AGO X RBC Emerging Artists Exchange

ARTISTS-RESEARCHERS OF 2021

The AGO X RBC Emerging Artists Exchange is a new initiative providing three emerging artists with a paid six-week digital mentorship to pursue a research project. With the support of mentors from across the gallery, each artist furthers their work with the aim of presenting their findings to the various teams at the AGO.

Bianca Weeko Martin

Bianca Weeko Martin, Rattan Chair (from the White House project), 2020

Bianca Weeko Martin

“I want to use beautiful images and words to recenter the marginal, and make the arcane inclusive. I work with analog and digital media with equal enthusiasm, hoping to reveal the possibilities of technology in art and participatory space.”

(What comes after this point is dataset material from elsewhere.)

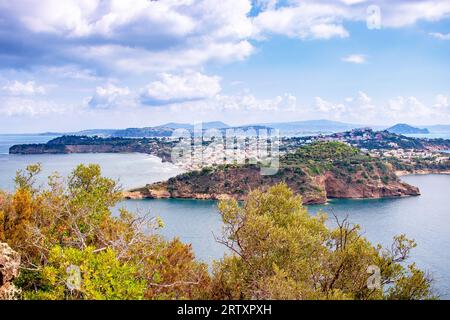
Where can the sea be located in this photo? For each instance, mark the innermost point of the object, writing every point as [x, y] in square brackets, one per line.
[426, 218]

Bianca is interested in studying Canadian artwork in the AGO Collection, particularly paintings and drawings depicting interior spaces, to continue her research project of seeking counter-narratives of history and to contribute to an expanded understanding of Canadian history.

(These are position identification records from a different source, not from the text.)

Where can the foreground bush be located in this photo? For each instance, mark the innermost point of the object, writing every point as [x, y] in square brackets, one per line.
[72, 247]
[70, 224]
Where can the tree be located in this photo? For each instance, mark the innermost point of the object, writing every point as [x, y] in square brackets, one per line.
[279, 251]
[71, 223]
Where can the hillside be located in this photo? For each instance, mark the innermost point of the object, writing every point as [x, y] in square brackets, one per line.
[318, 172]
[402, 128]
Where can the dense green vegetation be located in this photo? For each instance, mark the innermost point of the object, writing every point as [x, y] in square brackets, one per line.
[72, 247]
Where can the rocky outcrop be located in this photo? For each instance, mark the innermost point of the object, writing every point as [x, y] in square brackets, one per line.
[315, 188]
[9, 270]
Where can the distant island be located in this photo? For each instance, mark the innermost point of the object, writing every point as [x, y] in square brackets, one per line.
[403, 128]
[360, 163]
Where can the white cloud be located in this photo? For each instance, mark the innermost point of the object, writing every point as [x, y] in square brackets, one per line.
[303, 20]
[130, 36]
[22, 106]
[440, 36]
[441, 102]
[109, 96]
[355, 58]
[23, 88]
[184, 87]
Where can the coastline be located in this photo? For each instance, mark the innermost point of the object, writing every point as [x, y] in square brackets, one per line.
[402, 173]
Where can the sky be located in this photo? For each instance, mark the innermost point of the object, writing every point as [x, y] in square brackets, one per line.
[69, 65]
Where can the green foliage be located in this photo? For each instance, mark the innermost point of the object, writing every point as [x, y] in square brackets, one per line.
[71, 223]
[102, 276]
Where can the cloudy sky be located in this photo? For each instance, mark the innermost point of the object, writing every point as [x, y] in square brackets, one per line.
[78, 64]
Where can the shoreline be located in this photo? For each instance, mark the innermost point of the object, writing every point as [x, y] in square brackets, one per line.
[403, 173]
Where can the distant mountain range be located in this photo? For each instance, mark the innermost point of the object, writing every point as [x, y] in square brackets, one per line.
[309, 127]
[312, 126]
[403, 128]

Bianca’s project The White House is a counter-narrative to a history told through monuments. It focuses on the personal, domestic scale of the home as an alternative to the obscure, public-facing architectural landscape of post-colonial Manila. The project began with the reconstruction of an ancestral house in Baliuag, Philippines, in the form of an interactive website and drawing series, piecing together archival family photographs, oral accounts and personal memories. The project’s second phase, being staged with the AGO X RBC Exchange Program, will extend the drawings, webpages and text through a study of images of interior domestic spaces in the AGO Collection.

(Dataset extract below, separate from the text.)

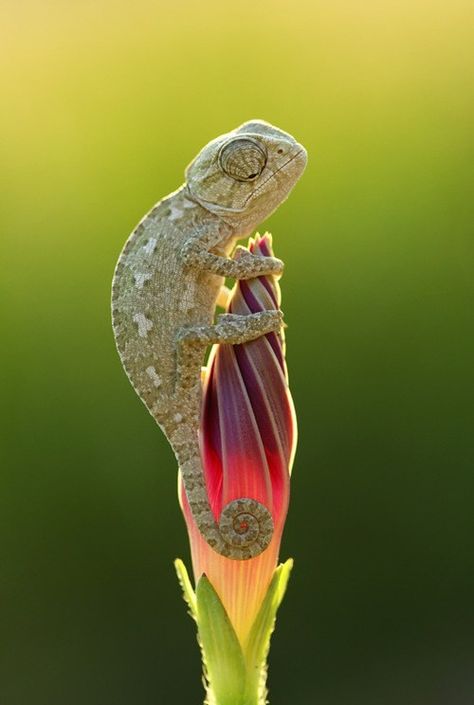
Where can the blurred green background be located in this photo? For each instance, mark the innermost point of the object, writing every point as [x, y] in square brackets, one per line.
[103, 105]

Bianca Weeko Martin is an architectural researcher, published author and practitioner of the arts and the internet. Her federally funded thesis research focused on alternative narratives of architectural history and representation, with key interests of family, memory, domestic space and urban life. She was born in Jakarta and raised in Toronto.

 

 

Krystle Coughlin

Krystle Silverfox, Ets'edegél' (spear game), 2020

Krystle Silverfox

“I am inspired by the land and through my experiences as an Urban Indigenous woman living as an uninvited guest on unceded Coast Salish territories.”

Krystle will conduct research on contemporary and traditional Indigenous art and the J.S. McLean Centre for Indigenous & Canadian Art, learning more about museum practices involved in displaying and installation art.

Krystle Silverfox is a member of Selkirk First Nation (Wolf Clan), and an interdisciplinary visual artist. She currently lives and works on the unceded territory of the Qayqayt First Nation (New Westminster, BC). Silverfox holds both a B.F.A. in Visual Art (2015), and a B.A. in Gender, Race, Sexuality and Social Justice from the University of British Columbia (2013); also an M.F.A. in Interdisciplinary Studies from Simon Fraser University (2019). Her artistic practice explores different materials, methodologies and symbols to create conceptual works. Krystle Silverfox is inspired by Indigenous feminism, trans-nationalism, decolonialism, activism and lived experience.

 

 

Alessandra Pozzuoli

Alessandra Pozzuoli, Nonni as a young woman, 2019. Cyanotype on paper, 9" x 12"

Alessandra Pozzuoli

“Inspired by the material languages of generations of Italian immigrant women, my practice views cleaning as both a foundational act of labour and a way of communicating care, protection and ownership, with both destructive and restorative potential.”

Alessandra’s proposed project will explore past and current cleaning practices at the AGO. How are objects and artworks “cleaned”? How are they touched and not touched, and by whom? Does putting objects inside display cases sterilize them? How are galleries cared for as public spaces?  Where is dust, dirt and debris allowed to live? Interviews will be conducted with staff in Conservation, Collections, Visitor Experience, and with Gallery Monitors and Custodians about the role of cleaning, touch, their bodies, and object maintenance in their work. Research will also be done on artwork restoration practices, building maintenance, exhibition design and accessibility.

Alessandra Pozzuoli is an emerging interdisciplinary artist. Using painting, textiles and printmaking, her work explores how sacred meaning is constructed and maintained through gesture, objects and the sharing of stories. Her practice highlights women’s labour and the role of women as caretakers and keepers of cultural knowledge in the context of devotion, family and death.